Writer's picture: LEILEI

Like a yearly display of economic gymnastics, January’s Annual Report on Education Spending from the Institute of Fiscal Studies has become a familiar fixture in the policy calendar. The seventh in the series, covering 2024/25, is full of the kind of concise, factual analysis we have come to expect.


The report shows that this year there are clear winners. Spending on Early Years and Childcare is set to double by 2027/28 – a huge boost to a sector which does so much to improve the prospects for children from disadvantaged backgrounds. Spending on Schools is also rising across the board, including an unprecedented rise in special needs (SEND) funding; although there is a background anxiety that the rising cost of teachers’ pay awards will outstrip the rise in funding.


Which leaves Adult Education, FE, and HE as the losers – a relatively new experience for an HE sector which became used to the influx in funding caused by the tripling of the student loan fee cap a decade ago, but a depressingly familiar one for FE and Adult Education. The report notes that HE up-front real-terms funding is now set to fall back to the levels of the early 1990s, while FE funding remains 11% lower than 2010, sixth-form funding 23% lower, and adult education funding 40% lower. Universities and colleges face an uncertain financial future, with institutional deficits rising on all sides, while the adult education budgets now set to be devolved to local authorities are rather like the shrinkflating products we see on supermarket shelves – at the same price but delivering less.


As in previous years, there is no doubt the IfS report will greatly assist informed debate about education funding policies and priorities. But let’s for a moment helicopter above the fog of fiscal conflict that will shroud the forthcoming three-year Spending Review, and consider what the overall shape of education spending should be if we are to achieve a world-class lifelong education and skills system. What vision for the future should we be pursuing? There is of course no easy answer to this question, but the LEI believes there are clear guiding principles we should follow.


Firstly, we should make sure there is always sufficient funding available to support good quality universal education for all up to the age of eighteen. The twin challenge here will be to find a better way of addressing the surge in young people presenting with special needs and mental health issues, and to ensure better educational outcomes for the 60% of school leavers who don’t go to university.


Secondly, we should provide some level of public subsidy to support all citizens at all stages of lifelong learning, from childhood through to old age. The sharp decline in adult education spending over the past fifteen years needs to be pushed back.


Thirdly, we should always try to reduce social inequalities through the design and distribution of educational spending.
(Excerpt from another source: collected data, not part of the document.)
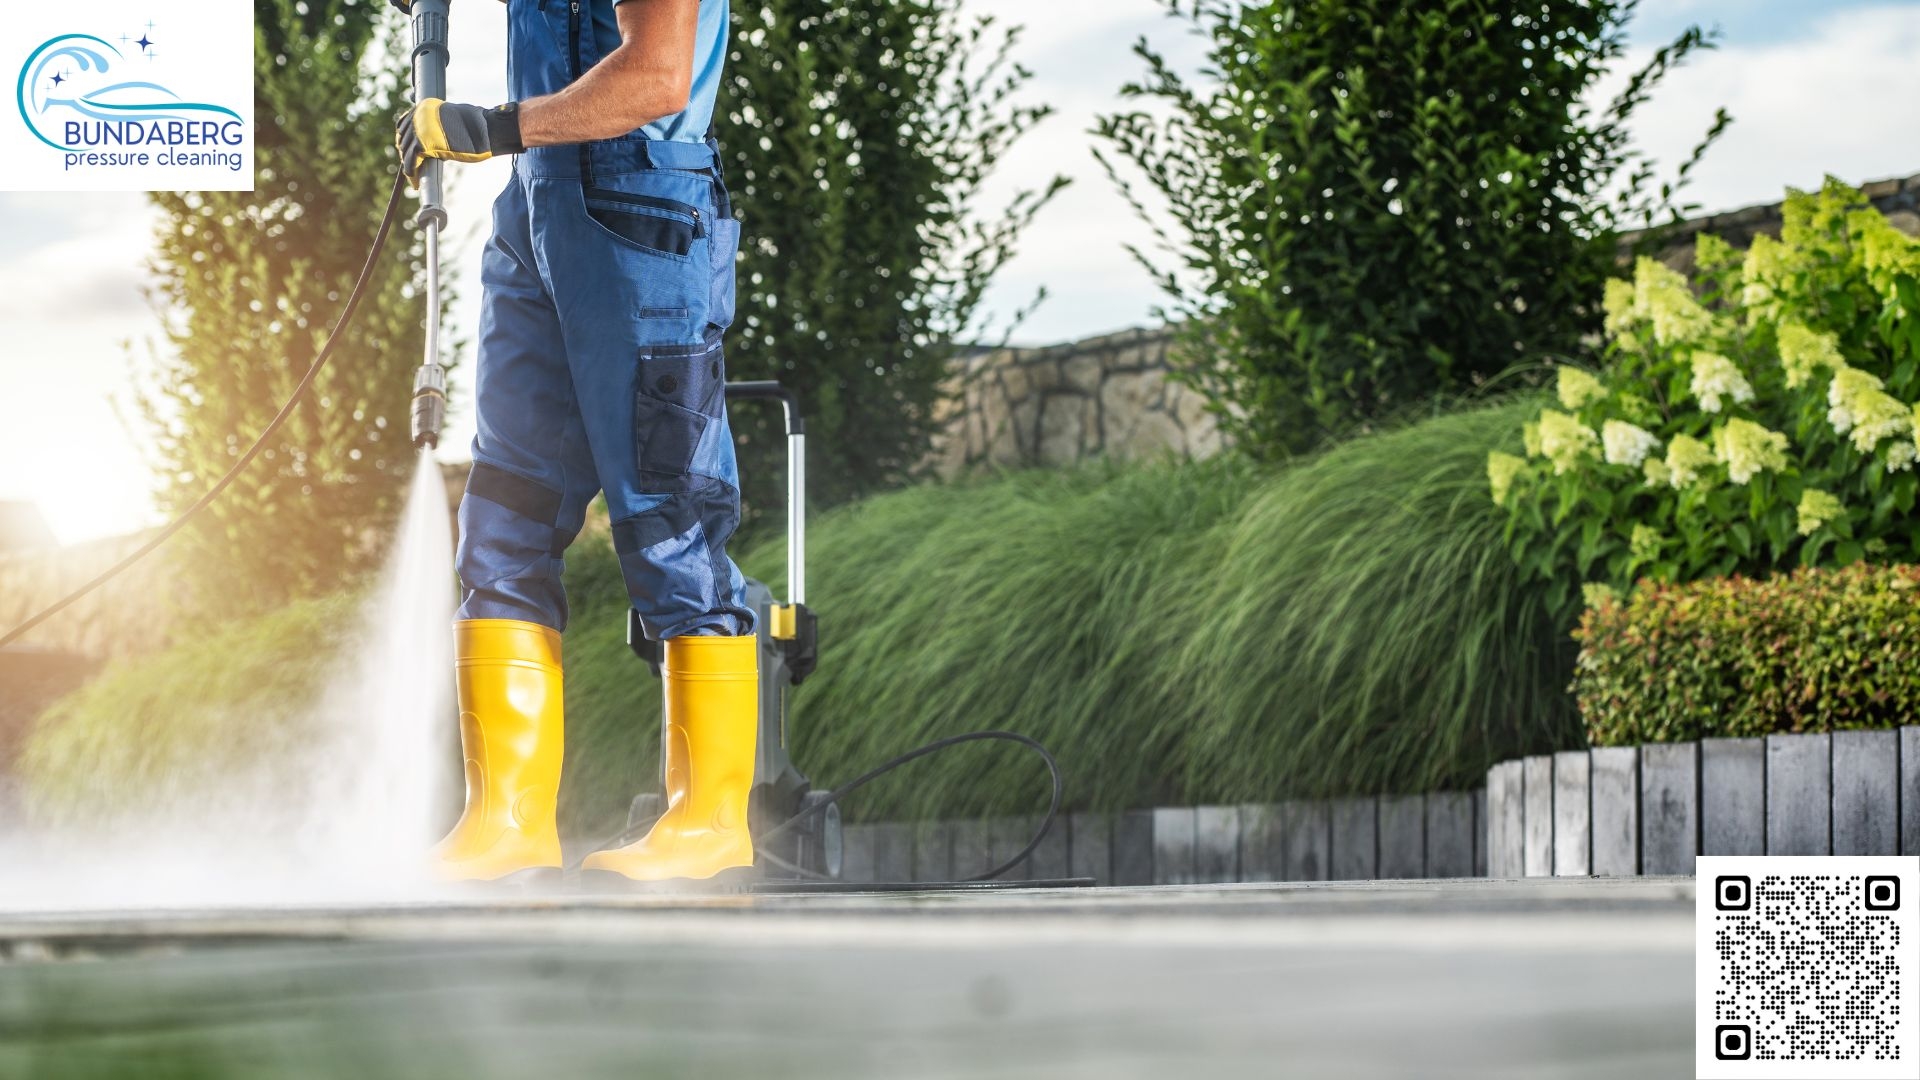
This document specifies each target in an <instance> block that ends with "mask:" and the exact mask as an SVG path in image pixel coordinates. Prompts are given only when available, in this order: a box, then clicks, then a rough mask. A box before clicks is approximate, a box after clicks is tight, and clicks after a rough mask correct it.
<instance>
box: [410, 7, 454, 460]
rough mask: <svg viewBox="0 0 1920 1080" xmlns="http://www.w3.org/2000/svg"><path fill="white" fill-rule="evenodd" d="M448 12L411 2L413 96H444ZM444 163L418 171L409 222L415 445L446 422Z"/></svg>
mask: <svg viewBox="0 0 1920 1080" xmlns="http://www.w3.org/2000/svg"><path fill="white" fill-rule="evenodd" d="M447 12H449V0H413V2H411V6H409V13H411V15H413V100H415V102H420V100H426V98H442V100H444V98H445V96H447V56H449V54H447ZM440 173H442V161H428V163H426V167H424V169H420V209H419V211H417V213H415V215H413V223H415V225H419V227H420V231H422V233H426V356H424V357H422V361H420V367H419V371H415V373H413V409H411V421H413V425H411V429H413V430H411V434H413V446H417V448H420V450H432V448H436V446H440V430H442V427H445V421H447V371H445V367H442V365H440V231H442V229H444V227H445V225H447V208H445V202H444V192H442V184H440Z"/></svg>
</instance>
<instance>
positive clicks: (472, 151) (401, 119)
mask: <svg viewBox="0 0 1920 1080" xmlns="http://www.w3.org/2000/svg"><path fill="white" fill-rule="evenodd" d="M394 148H397V150H399V171H401V173H405V175H407V183H409V184H417V183H419V181H420V167H424V165H426V161H428V160H430V158H436V160H442V161H486V160H488V158H493V156H497V154H518V152H522V150H526V146H522V144H520V108H518V106H516V104H515V102H507V104H505V106H499V108H495V110H486V108H480V106H449V104H447V102H442V100H440V98H426V100H424V102H420V104H417V106H413V110H411V111H407V113H401V117H399V125H397V131H396V133H394Z"/></svg>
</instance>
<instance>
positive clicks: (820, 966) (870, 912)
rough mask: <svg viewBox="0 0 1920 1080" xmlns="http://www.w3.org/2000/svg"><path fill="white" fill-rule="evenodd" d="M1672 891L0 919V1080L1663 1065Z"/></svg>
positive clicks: (1442, 1074) (1296, 1072)
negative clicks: (20, 1079) (99, 1078)
mask: <svg viewBox="0 0 1920 1080" xmlns="http://www.w3.org/2000/svg"><path fill="white" fill-rule="evenodd" d="M1692 942H1693V884H1692V880H1613V882H1609V880H1530V882H1371V884H1323V886H1300V884H1286V886H1192V888H1129V890H1050V892H1016V894H968V896H925V894H885V896H862V894H856V896H741V897H710V899H703V897H645V896H639V897H628V896H553V897H493V896H455V897H442V899H428V901H417V903H386V905H367V907H351V905H328V907H276V909H228V911H142V913H109V911H108V913H84V915H71V913H15V915H0V955H4V957H6V963H0V1076H353V1074H359V1076H476V1078H492V1076H701V1078H712V1080H724V1078H735V1076H739V1078H749V1076H753V1078H760V1076H781V1078H789V1076H791V1078H812V1076H956V1078H958V1076H970V1078H973V1076H979V1078H985V1076H1048V1078H1077V1076H1089V1078H1091V1076H1102V1078H1104V1076H1119V1078H1131V1076H1140V1078H1146V1076H1152V1078H1156V1080H1160V1078H1167V1076H1688V1074H1692V1061H1693V1059H1692V1053H1693V1038H1692V1003H1693V944H1692Z"/></svg>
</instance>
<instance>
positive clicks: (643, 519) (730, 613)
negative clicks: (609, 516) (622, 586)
mask: <svg viewBox="0 0 1920 1080" xmlns="http://www.w3.org/2000/svg"><path fill="white" fill-rule="evenodd" d="M737 527H739V492H737V490H735V488H733V486H732V484H726V482H722V480H707V482H705V486H701V488H695V490H689V492H676V494H670V496H666V500H664V502H660V503H659V505H657V507H653V509H649V511H645V513H636V515H634V517H626V519H620V521H616V523H612V546H614V552H616V553H618V555H620V569H622V573H624V575H626V584H628V594H630V596H632V600H634V609H636V611H639V617H641V625H643V626H645V630H647V636H649V638H653V640H662V638H672V636H678V634H685V632H693V630H707V632H722V634H745V632H751V630H753V611H751V609H749V607H745V603H743V601H741V596H739V594H737V590H735V588H733V584H735V582H733V563H732V559H728V557H726V544H728V540H730V538H732V536H733V530H735V528H737Z"/></svg>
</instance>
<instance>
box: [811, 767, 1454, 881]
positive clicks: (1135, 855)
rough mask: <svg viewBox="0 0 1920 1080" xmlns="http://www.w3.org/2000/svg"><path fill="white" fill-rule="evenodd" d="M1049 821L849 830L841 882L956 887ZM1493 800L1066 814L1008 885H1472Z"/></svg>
mask: <svg viewBox="0 0 1920 1080" xmlns="http://www.w3.org/2000/svg"><path fill="white" fill-rule="evenodd" d="M1037 824H1039V819H1031V817H996V819H987V821H948V822H924V824H889V822H872V824H849V826H845V836H843V844H845V855H843V871H841V880H847V882H945V880H960V878H970V876H975V874H983V872H987V871H989V869H991V867H993V865H995V863H1002V861H1006V859H1010V857H1014V855H1018V853H1020V849H1021V847H1025V846H1027V842H1029V840H1031V838H1033V828H1035V826H1037ZM1486 828H1488V799H1486V792H1478V790H1475V792H1434V794H1427V796H1379V798H1354V799H1321V801H1309V799H1302V801H1286V803H1240V805H1208V807H1154V809H1137V811H1123V813H1110V815H1108V813H1066V815H1060V817H1058V819H1056V821H1054V826H1052V830H1048V834H1046V838H1044V840H1043V842H1041V846H1039V847H1037V849H1035V851H1033V853H1031V855H1029V857H1027V859H1025V861H1023V863H1021V865H1018V867H1014V869H1012V871H1008V872H1006V874H1004V878H1008V880H1052V878H1068V876H1075V878H1092V880H1094V882H1098V884H1104V886H1106V884H1121V886H1152V884H1165V886H1177V884H1223V882H1321V880H1379V878H1471V876H1484V874H1486V865H1488V844H1486Z"/></svg>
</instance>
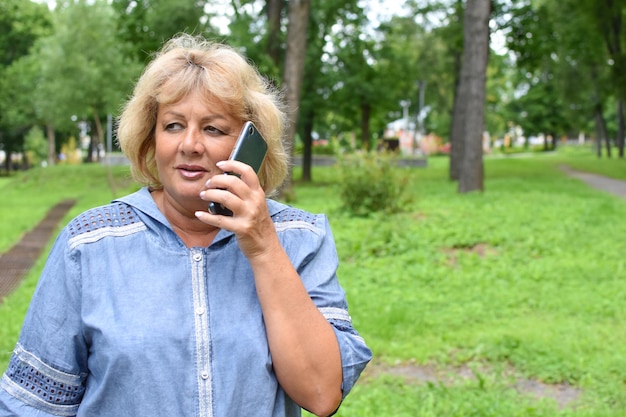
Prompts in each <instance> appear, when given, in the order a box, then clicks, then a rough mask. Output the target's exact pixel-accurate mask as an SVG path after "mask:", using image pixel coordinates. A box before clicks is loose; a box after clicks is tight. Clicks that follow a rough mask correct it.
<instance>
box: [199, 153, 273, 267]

While the current system attempts to do this in a variety of ways, social disparities in educational outcomes remain stubbornly entrenched, and in the words of Alun Francis, Chair of the Social Mobility Commission (and former Principal of an LEI member college), “policymakers must think differently”.
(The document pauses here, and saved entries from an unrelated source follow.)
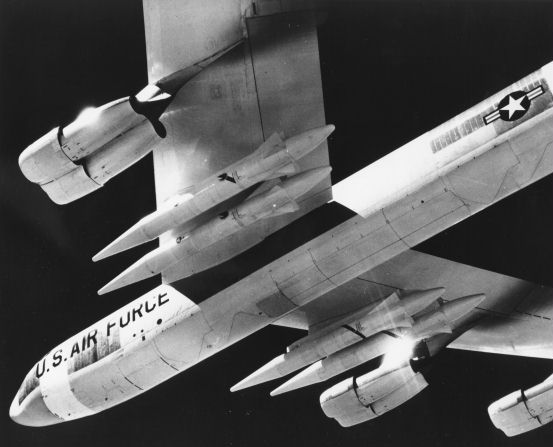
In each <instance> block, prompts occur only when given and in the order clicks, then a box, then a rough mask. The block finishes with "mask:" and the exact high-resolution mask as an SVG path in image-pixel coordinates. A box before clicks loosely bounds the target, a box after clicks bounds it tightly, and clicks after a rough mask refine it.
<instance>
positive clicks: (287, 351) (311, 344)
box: [231, 287, 445, 391]
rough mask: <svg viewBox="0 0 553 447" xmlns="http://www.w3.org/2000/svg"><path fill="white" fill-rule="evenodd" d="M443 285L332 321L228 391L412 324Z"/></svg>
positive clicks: (432, 299)
mask: <svg viewBox="0 0 553 447" xmlns="http://www.w3.org/2000/svg"><path fill="white" fill-rule="evenodd" d="M444 290H445V289H444V288H443V287H438V288H435V289H429V290H417V291H410V292H404V296H403V297H402V299H401V300H400V299H399V297H398V295H397V293H394V294H392V295H391V296H390V297H388V298H386V299H385V300H384V301H382V303H380V304H379V305H378V306H376V307H374V308H372V309H367V308H364V309H361V310H360V311H359V312H356V313H354V314H350V315H348V316H347V317H345V318H343V319H340V320H339V321H337V322H335V323H333V324H332V325H330V326H329V328H327V329H326V330H324V331H323V332H322V333H321V332H315V333H314V334H313V335H308V336H307V337H304V338H303V339H301V340H299V341H298V342H296V343H294V344H293V345H291V346H290V347H288V349H287V352H286V354H282V355H280V356H278V357H276V358H274V359H273V360H271V361H270V362H269V363H267V364H266V365H264V366H262V367H261V368H260V369H258V370H257V371H255V372H254V373H252V374H250V375H249V376H248V377H246V378H245V379H243V380H242V381H240V382H239V383H237V384H236V385H234V386H233V387H232V388H231V391H238V390H241V389H243V388H248V387H250V386H253V385H258V384H260V383H263V382H267V381H269V380H273V379H278V378H280V377H284V376H286V375H288V374H290V373H292V372H294V371H297V370H298V369H300V368H304V367H306V366H308V365H310V364H312V363H313V362H316V361H318V360H320V359H322V358H324V357H328V356H329V355H331V354H333V353H335V352H338V351H341V350H343V349H344V348H347V347H348V346H351V345H353V344H355V343H357V342H358V341H359V340H360V339H361V338H362V337H365V338H368V337H370V336H371V335H374V334H377V333H379V332H381V331H383V330H386V329H393V328H397V327H411V326H412V324H413V319H412V318H411V316H412V315H415V314H417V313H419V312H420V311H422V310H424V309H425V308H426V307H428V306H429V305H430V304H431V303H433V302H434V301H436V300H437V299H438V298H439V297H441V296H442V295H443V293H444Z"/></svg>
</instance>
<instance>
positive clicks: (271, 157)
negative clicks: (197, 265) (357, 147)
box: [92, 125, 334, 261]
Fourthly, there needs to be a fair sharing of costs between the individual, the employer, and the state, particularly in post-18 education and training. This should reflect the fact that all three benefit from investment in education: the individual through enhanced career and earning prospects, the employer through having access to a healthy reservoir of skilled and talented workers, and the government through developing productive citizens who generate economic growth and pay taxes.


There is already broad public consensus around these four principles – universal education, lifelong learning, fair access, and cost-sharing. Can we develop a consensus around what they should mean for the design and distribution of public funding across the education system?


Over the coming months, the LEI will be asking a range of experts and practitioners to share their thoughts on how education spending – especially post-16 - should evolve in the future.